Declan came back in with the terrible coffee and her face must have done something because he stopped in the doorway.

“Are you crying again?”

“I was laughing again and it turned into crying,” she said, with complete dignity. “It keeps doing that.”

“It’s been doing that since she was born,” he said. “I’ve decided it’s my favorite thing about today.”

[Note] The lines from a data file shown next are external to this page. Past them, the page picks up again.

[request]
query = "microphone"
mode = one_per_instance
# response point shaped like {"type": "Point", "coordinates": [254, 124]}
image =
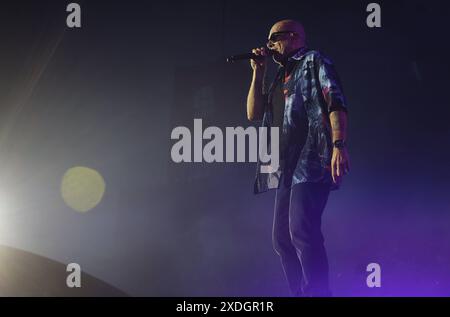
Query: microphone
{"type": "Point", "coordinates": [246, 56]}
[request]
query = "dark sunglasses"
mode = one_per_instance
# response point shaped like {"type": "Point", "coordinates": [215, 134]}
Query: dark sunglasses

He sat on the edge of the bed and handed her the coffee and she looked at her ring and looked at her daughter and looked at him, and she was so tired and so certain, and the certainty was the kind that comes when you have done the math from every angle and it keeps resolving to the same answer.

“Declan.”

“Yeah.”

“Her name is Wren.”

He had suggested Wren weeks ago. She had said no three times. She had said: too short, too bird-adjacent, too one syllable. She had said: we need something with weight to it, something that holds. She had said all of this and then sat here for two hours looking at her daughter’s face and understood, irrevocably, that the name was Wren.

His expression went through several things very quickly. She watched him work to keep them all still.

“You said it was too —”

“I know what I said.”

“Three times.”

“Declan.”

“I’m just noting —”

“Do you want to call her Wren or do you want to be right about me changing my mind?”

A pause. “Those aren’t mutually exclusive.”

“Declan Rush, if you make this into a thing right now I will — I genuinely don’t have the capacity to finish that threat but I assure you it’s meaningful.”

He smiled. It was the smile she had fallen in love with without admitting it, the one that was all warmth and zero distance, the one that had no performance in it.

“Hi, Wren,” he said, to the bassinet.

Wren Hayes-Rush slept on, entirely indifferent, utterly perfect.

Scarlett drank the terrible coffee and let herself be happy all the way through.